To set up Athena, follow these instructions.
SELECT *
FROM s3_access_logs_db.bucket_logs -- Replace with name of your table for S3 Server Access Logs
WHERE operation = 'REST.PUT.OBJECT'
AND httpstatus = '200' -- Search for successful PUTs
AND requester LIKE '%PRINCIPAL_NAME%' -- Replace w/ the compromised identity
AND remoteip='IP' -- Optional, replace IP w/ attack origination IP if available
AND parse_datetime(requestdatetime,'dd/MMM/yyyy:HH:mm:ss Z')
BETWEEN parse_datetime('YYYY-MM-DD','yyyy-MM-dd') -- Suspected attack start time
AND parse_datetime('YYYY-MM-DD','yyyy-MM-dd') -- Time identity was quarantined
The privileges required for ransom via SSE-C are s3:GetObject and s3:PutObject. Audit identities (human and non-human) that can use SSE-C, and compare that list to a master list of authorized users to SSE-C. Be sure to consider identity trust relationships for potential third parties (e.g. contactors).
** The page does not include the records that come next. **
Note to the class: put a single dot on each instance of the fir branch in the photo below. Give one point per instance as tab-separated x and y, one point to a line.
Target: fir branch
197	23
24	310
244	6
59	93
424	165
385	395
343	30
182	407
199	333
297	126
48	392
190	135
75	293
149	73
A good starting point is to eliminate highly privileged identities that have not been active for over thirty days. A followup is to prune un-needed policies that grant SSE-C privileges from identities that do not require that access.
Deletion of Logs
s3:DeleteBucket- Allows deletion of log containing bucket
s3:DeleteObject- Allows deletion of specific objects in a bucket
Deletion of Backups
s3:DeleteObjectVersion- Allows deletion of specific versions of objects
backup:DeleteRecoveryPoint- Allows deletion of AWS Backup S3 recovery points
Object Versioning
s3:PutBucketVersioning- Allows enabling or suspending versioning
Logging and Audit Configuration
s3:PutBucketLogging- Allows enabling, disabling, or altering bucket logging configurations
s3:GetBucketLogging- Provides visibility into the current logging configuration
s3:PutBucketPolicy- Allows modification of bucket policies, which could disable logging indirectly or prevent access logging from being written
s3:PutBucketAcl- Allows modification of bucket access control lists (ACLs), potentially disrupting access logging
Ransomware that targets S3 is particularly challenging because AWS does not log S3 GETs and PUTs by default. As a result, a victim may find themselves in a situation with a ransom note and being unable to evaluate the extent of what all was encrypted.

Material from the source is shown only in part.